[SPARK-2054][SQL] Code Generation for Expression Evaluation #993

marmbrus · 2014-06-06T06:02:48Z

Adds a new method for evaluating expressions using code that is generated though Scala reflection. This functionality is configured by the SQLConf option spark.sql.codegen and is currently turned off by default.

Evaluation can be done in several specialized ways:

Projection - Given an input row, produce a new row from a set of expressions that define each column in terms of the input row. This can either produce a new Row object or perform the projection in-place on an existing Row (MutableProjection).
Ordering - Compares two rows based on a list of SortOrder expressions
Condition - Returns true or false given an input row.

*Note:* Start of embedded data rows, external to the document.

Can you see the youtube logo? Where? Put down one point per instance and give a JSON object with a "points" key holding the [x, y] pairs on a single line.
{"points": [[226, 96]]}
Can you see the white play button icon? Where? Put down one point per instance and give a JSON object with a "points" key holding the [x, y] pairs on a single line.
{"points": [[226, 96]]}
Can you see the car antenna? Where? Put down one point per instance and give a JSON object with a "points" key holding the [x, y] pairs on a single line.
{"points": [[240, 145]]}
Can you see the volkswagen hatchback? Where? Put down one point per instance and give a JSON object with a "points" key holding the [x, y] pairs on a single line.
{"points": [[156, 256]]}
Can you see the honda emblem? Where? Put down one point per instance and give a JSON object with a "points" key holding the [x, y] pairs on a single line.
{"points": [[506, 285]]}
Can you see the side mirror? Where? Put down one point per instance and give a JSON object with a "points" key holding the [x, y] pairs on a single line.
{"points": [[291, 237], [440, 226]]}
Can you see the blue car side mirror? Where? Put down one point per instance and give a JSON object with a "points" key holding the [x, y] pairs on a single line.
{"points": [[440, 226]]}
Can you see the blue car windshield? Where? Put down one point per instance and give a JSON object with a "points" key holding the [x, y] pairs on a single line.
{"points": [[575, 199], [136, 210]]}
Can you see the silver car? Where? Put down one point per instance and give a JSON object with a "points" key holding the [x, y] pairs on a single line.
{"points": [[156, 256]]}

For each of the above operations there is both a Generated and Interpreted version. When generation for a given expression type is undefined, the code generator falls back on calling the eval function of the expression class. Even without custom code, there is still a potential speed up, as loops are unrolled and code can still be inlined by JIT.

This PR also contains a new type of Aggregation operator, GeneratedAggregate, that performs aggregation by using generated Projection code. Currently the required expression rewriting only works for simple aggregations like SUM and COUNT. This functionality will be extended in a future PR.

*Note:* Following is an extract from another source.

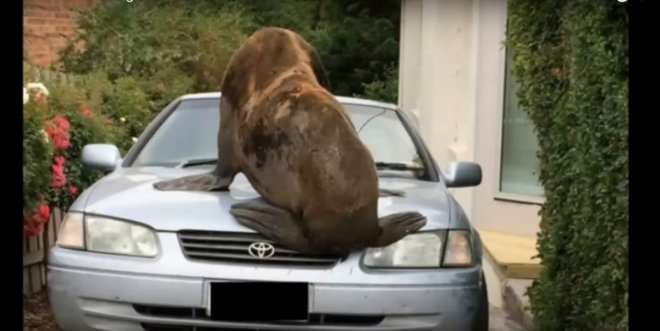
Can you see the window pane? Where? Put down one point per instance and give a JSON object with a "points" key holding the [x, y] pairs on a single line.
{"points": [[519, 145]]}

This PR also performs several clean ups that simplified the implementation:

The notion of Binding all expressions in a tree automatically before query execution has been removed. Instead it is the responsibly of an operator to provide the input schema when creating one of the specialized evaluators defined above. In cases when the standard eval method is going to be called, binding can still be done manually using BindReferences. There are a few reasons for this change: First, there were many operators where it just didn't work before. For example, operators with more than one child, and operators like aggregation that do significant rewriting of the expression. Second, the semantics of equality with BoundReferences are broken. Specifically, we have had a few bugs where partitioning breaks because of the binding.
A copy of the current SQLContext is automatically propagated to all SparkPlan nodes by the query planner. Before this was done ad-hoc for the nodes that needed this. However, this required a lot of boilerplate as one had to always remember to make it @transient and also had to modify the otherCopyArgs.

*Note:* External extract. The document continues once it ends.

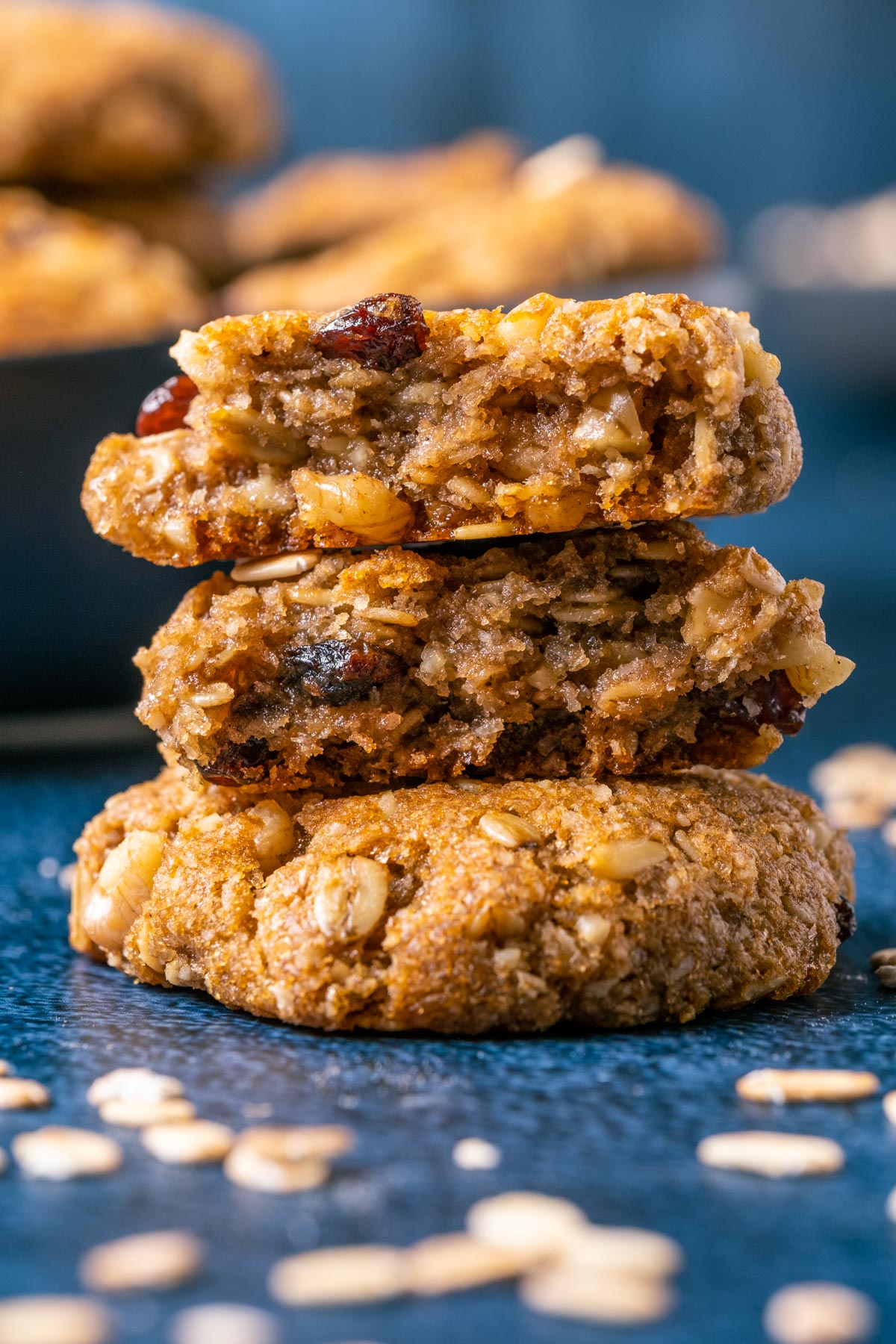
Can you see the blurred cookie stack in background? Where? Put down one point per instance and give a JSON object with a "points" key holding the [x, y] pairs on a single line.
{"points": [[112, 120], [432, 741]]}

AmplabJenkins · 2014-06-06T06:07:49Z

Merged build triggered.

rxin · 2014-06-06T06:23:42Z

One more to do is maven build ...

concretevitamin · 2014-06-06T06:38:27Z

Another TODO might be to beef up IN's code gen semantics (recall "NULL in NULL" and the alike cases).

rxin · 2014-06-06T07:56:26Z

sql/catalyst/src/main/scala/org/apache/spark/sql/catalyst/expressions/Projection.scala

  def currentValue: Row = mutableRow

+  def target(row: MutableRow): MutableProjection = {


maybe add some scaladoc to explain how this is used?

AmplabJenkins · 2014-06-06T07:56:31Z

Merged build started.

AmplabJenkins · 2014-06-06T07:57:34Z

Merged build finished.

AmplabJenkins · 2014-06-06T07:57:35Z

Refer to this link for build results: https://amplab.cs.berkeley.edu/jenkins/job/SparkPullRequestBuilder/15499/

rxin · 2014-06-06T07:58:22Z

sql/catalyst/src/main/scala/org/apache/spark/sql/catalyst/expressions/stringOperations.scala

+  def dataType = StringType
+  def nullable = string.nullable
+
+  override def eval(input: Row) = ???


should this be filled in?

hsaputra · 2014-06-06T15:25:04Z

HI @marmbrus, one general comment about the PR, could you kindly add object or class header comment to describe why each of them needed and the context why they are used.
It should be very useful for people trying to use and help to improve and fix issues in the module later.

hsaputra · 2014-06-06T15:26:23Z

sql/catalyst/src/main/scala/org/apache/spark/sql/catalyst/expressions/GeneratedRow.scala

+
+object CodeGeneration
+
+class CodeGenerator extends Logging {


Would be helpful to add class header comment to describe the usage of this class in bigger context.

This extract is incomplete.